The Southern Poverty Law Center has reached a settlement with liberal Islamic reformer Maajid Nawaz and his organization, the Quilliam Foundation, for wrongly including them on its now-defunct list of “anti-Muslim extremists.”
The SPLC announced Monday that it has agreed to pay Nawaz and Quilliam $3.375 million “to fund their work to fight anti-Muslim bigotry and extremism.” The settlement was the result of a lawsuit Nawaz filed in April over his inclusion on the SPLC’s “Field Guide to Anti-Muslim Extremists.”
The list, which was published in 2016 and was intended to serve as a resource for journalists, was deleted
shortly after Nawaz filed the suit. The deletion came roughly two years after Nawaz first demanded a retraction.

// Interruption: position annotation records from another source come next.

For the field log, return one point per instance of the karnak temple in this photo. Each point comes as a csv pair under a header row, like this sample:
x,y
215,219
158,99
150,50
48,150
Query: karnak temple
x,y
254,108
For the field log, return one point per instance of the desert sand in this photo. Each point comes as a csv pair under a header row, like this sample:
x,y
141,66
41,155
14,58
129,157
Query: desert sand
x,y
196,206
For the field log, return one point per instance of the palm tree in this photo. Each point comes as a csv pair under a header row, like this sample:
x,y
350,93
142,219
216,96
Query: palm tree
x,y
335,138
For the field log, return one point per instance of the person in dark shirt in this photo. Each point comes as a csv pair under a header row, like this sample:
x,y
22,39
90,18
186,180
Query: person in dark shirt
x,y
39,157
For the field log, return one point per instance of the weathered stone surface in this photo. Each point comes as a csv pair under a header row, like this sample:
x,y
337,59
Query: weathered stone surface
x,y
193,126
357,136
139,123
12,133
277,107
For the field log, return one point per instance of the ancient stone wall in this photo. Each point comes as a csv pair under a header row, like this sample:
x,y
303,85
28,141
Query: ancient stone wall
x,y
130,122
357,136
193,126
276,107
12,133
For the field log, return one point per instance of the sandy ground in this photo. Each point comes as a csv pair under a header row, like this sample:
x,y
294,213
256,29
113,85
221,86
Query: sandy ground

“The Southern Poverty Law Center was wrong to include Maajid Nawaz and the Quilliam Foundation in our Field Guide to Anti-Muslim Extremists. Since we published the Field Guide, we have taken the time to do more research and have consulted with human rights advocates we respect,” SPLC president Richard Cohen said in a statement. “We’ve found that Mr. Nawaz and Quilliam have made valuable and important contributions to public discourse, including by promoting pluralism and condemning both anti-Muslim bigotry and Islamist extremism. Although we may have our differences with some of the positions that Mr. Nawaz and Quilliam have taken, they are most certainly not anti-Muslim extremists. We would like to extend our sincerest apologies to Mr. Nawaz, Quilliam, and our readers for the error, and we wish Mr. Nawaz and Quilliam all the best.”
The list prompted backlash from free-speech advocates and the creation of
a petition on Change.org, which drew thousands of signatures. It accused Nawaz, a liberal Muslim and former Islamic extremist, of “savaging Islam,” and similarly branded Ayaan Hirsi Ali, a Somali- and Muslim-born critic of the religion, as an “extremist” for advocating the abolition of cultural practices like female genital mutilation, which she herself was subjected to in childhood.

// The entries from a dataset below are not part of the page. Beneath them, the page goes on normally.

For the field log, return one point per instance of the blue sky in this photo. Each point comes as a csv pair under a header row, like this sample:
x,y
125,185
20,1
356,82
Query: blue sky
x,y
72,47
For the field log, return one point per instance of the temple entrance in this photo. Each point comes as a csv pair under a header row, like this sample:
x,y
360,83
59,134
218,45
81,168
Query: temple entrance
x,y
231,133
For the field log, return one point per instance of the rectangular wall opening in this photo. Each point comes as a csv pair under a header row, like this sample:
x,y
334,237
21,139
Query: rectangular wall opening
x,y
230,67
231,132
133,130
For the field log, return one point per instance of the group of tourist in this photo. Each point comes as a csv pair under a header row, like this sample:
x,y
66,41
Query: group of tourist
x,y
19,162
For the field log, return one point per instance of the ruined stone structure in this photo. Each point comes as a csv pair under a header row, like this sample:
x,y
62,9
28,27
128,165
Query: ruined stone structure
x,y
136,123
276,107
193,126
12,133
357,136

“It’s a shame that it took impending litigation for the Southern Poverty Law Center to finally set
the record straight and admit it was wrong all along,” Megan Meier, a partner at Clare Locke — the law firm that represented Nawaz, said in a statement provided to National Review. “Quilliam and Mr. Nawaz do admirable work, and we are honored to have restored their reputations and achieved this victory on their behalf.”